One common trigger I found was that If I bottle up my emotions too much, I am more likely to dissociate.  As much as it sucks, I try to talk to a therapist or trusted friend more when I get like that.  I find that letting out a little air can help me from dissociating.
Best wishes,
Deep Blue

DecimalRocket

Ah, Sceal. That sounds tough.

It's rare, but at times I dissociate to an earlier age too. I completely forget the present and think I'm younger for a bit. It's terrifying.

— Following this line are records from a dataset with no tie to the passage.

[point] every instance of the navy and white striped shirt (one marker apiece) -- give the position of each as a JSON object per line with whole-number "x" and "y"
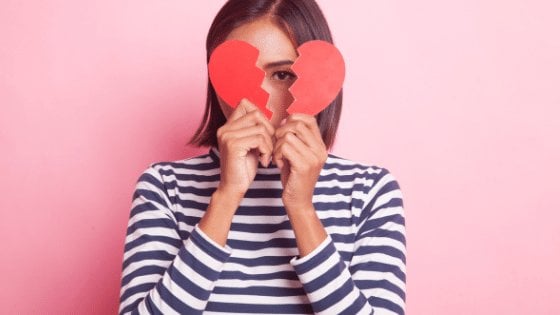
{"x": 170, "y": 266}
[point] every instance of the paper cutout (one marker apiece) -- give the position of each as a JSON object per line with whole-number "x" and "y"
{"x": 319, "y": 69}
{"x": 234, "y": 74}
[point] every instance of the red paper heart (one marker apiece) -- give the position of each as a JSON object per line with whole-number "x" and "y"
{"x": 319, "y": 70}
{"x": 235, "y": 75}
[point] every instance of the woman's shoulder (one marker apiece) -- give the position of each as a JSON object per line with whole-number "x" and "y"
{"x": 201, "y": 161}
{"x": 365, "y": 175}
{"x": 336, "y": 163}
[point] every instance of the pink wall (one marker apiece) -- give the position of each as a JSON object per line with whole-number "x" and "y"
{"x": 459, "y": 99}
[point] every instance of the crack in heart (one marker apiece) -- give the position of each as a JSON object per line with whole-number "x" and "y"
{"x": 319, "y": 69}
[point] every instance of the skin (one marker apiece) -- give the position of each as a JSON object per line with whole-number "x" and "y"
{"x": 292, "y": 142}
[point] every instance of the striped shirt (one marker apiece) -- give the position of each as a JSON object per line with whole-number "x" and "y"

I guess awareness can come only through time, and I trust that time can make progress with you.

Take care. :)

sanmagic7

sceal, i'm glad for your realization because i believe they always can help us somewhere along the line.  sounds like it was a biggie, too.  love and hugs, sweetie.

Sceal

Thank you Rocket and San :)

DeepBlue, do you intentionally bottle up your emotions, or does it just happen?
I think when I dissapear outside of the tolerance window that's when I dissociate the most. Especially if it's below, but again.. I tend not to remember what happened right before. So I don't know what I feel as I dissociate.

Deep Blue

Sceal,
I do not intentionally bottle my emotions.  It just happens. I'm usually ok with anger, anger feels better so it tends to come out.  It's typically sadness and fear that tend to get bottled up.  I can't help it though... I just don't cry... like I can't.  Something can be really sad and the tears just don't come.  It's like the switchboard for that emotion are turned off.

Sceal

Deep Blue,
A lady at the SA center that I go to say that it is normal in the beginning of trauma therapy to lose touch with ones emotion. I've disconnected from them. I can see my body react, but I don't actually feel the emotions. It's very strange.
I don't feel anger though, on a general basis. Not even when I somewhat are connected with my emotions, anger is one I've never allowed myself to feel.  It's interessting how we contain some emotions, but not others.

Deep Blue

Trigger warning**** physical abuse


I wonder if it goes back to the cause of our CPTSD? When I was being abused, I was not allowed to yell out.  If I cried or yelled in pain, the abuse was much worse, often we started over...

I can't really write more... sorry... I'm barely hanging on the last few days.

Sceal

Thank you for taking time to share with my Deep blue. I am so sorry to hear you're going through a really rough time right now.
I hope they will look up for you soon.  :hug: if it is okay?